On the other hand, the -O3, -fomit-frame-pointer & -mcpu=whatever seem to be winners on all of the compute bound programs I tested. Still a small N tho & limited to integer math.

Easy-to-read source code optimizations (only in the problem area) have also been big winners.

rafe
11-06-2002, 10:16 AM
No. While reading the man pages on gcc I read:
-mcpu=cpu-type
This is identical to specifying both -march and -mtune.
So, your hypothesis is that -mtune could have a negative effect on speed? I didn't think of that & seeing how the other options can have a negative effect I'll give it a try.

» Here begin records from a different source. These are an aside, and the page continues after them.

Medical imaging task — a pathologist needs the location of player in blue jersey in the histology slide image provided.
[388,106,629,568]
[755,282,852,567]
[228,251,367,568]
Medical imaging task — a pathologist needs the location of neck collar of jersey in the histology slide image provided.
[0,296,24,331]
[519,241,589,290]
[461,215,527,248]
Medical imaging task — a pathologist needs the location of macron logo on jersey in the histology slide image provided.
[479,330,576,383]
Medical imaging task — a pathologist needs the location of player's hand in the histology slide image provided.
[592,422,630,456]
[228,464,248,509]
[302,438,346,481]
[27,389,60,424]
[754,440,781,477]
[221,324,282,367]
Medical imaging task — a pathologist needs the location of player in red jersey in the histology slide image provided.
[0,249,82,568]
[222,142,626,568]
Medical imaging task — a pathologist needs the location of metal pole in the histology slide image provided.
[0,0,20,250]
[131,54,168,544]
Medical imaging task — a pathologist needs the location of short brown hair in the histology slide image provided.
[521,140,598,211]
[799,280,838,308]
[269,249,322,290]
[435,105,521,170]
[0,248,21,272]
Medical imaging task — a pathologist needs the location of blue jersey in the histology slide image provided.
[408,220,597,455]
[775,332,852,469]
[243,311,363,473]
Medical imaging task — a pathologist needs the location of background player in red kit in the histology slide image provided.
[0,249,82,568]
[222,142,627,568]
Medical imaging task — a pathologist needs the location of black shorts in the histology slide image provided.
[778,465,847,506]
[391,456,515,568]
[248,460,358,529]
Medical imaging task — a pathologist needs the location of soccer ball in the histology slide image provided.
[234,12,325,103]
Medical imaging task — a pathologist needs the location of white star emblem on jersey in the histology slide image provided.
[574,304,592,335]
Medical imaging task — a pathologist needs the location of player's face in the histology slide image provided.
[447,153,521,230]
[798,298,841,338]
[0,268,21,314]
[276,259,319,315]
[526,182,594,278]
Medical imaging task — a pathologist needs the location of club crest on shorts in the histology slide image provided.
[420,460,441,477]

Truthfully, my biggest surprise was that the option for pretouching the memory to load the cache line didn't have a net gain. This suggests to me that I'd better make sure that my malloc() structs are properly aligned, I thought that malloc() did that for me by default. This is of course a source code tweak.

Thanks for all the help. So much for me to learn so few brain cells to do it with.

rafe
11-06-2002, 10:28 AM
Nix that! Whoa! User time dropped from 0m48.910s to 0m37.400s.

Great catch!:D :D :D :D :D

rafe
11-06-2002, 11:26 AM
A few more source code tweaks & the user time is now at 0m31.610s. I'm only posting this because those same tweaks with the -mcpu vs -march switch were actually *slowing down* the times. This was causing me much confusion because it should have been stuffing more data into the cache for the inner loop & speeding things up. Now I know that I wasn't giving the compiler the correct info. An important lesson.

rafe
11-06-2002, 12:43 PM
> Well they will be data aligned for sure -
> meaning you can store a data type with the
> most restrictive type (usually a double) at
> the address returned to you.
Yup, my tests confirm that I was writing nonsense about malloc() alignments. Everything is aligned to the 8s.

>It might be worth looking at the -fbranch-probabilities option
Unfortunately, the -fbranch-probabilities actually slows the times down by almost exacly one second. Another switch that seems to be context sensitive. The problem area is a nested for loop so the switch seems to be to be a logical choice but I've hoisted about as much as I can out of it. It's pretty lean at this point.

FYI: I'm doing a variant on the old edit distance problem, AKA dynamic programming. This algo searches for a best score in a 2D array. Each cell's score depends upon its neighbors to the North, East, and Northeast. The matrix cell structs are down to 2 ints. A nearly ideal size for caching. With some other tricks I've been able to reduce the "matrix" to 2 rows (well there is one more for the 1st iteration) which I toggle between. And because I'm not using an actual matrix and the rows are a few hundred cells on average it tends to be quite cachable.

Hm, that gives me another idea... Anyway, with your help I'm learning a lot going thru this exercise. I'm going to have to pull the plug on this sooner or later but given that you've helped me take a 2 week task down to under one. I think that the time has been well spent so far & deserves a few more edits. Thanks again.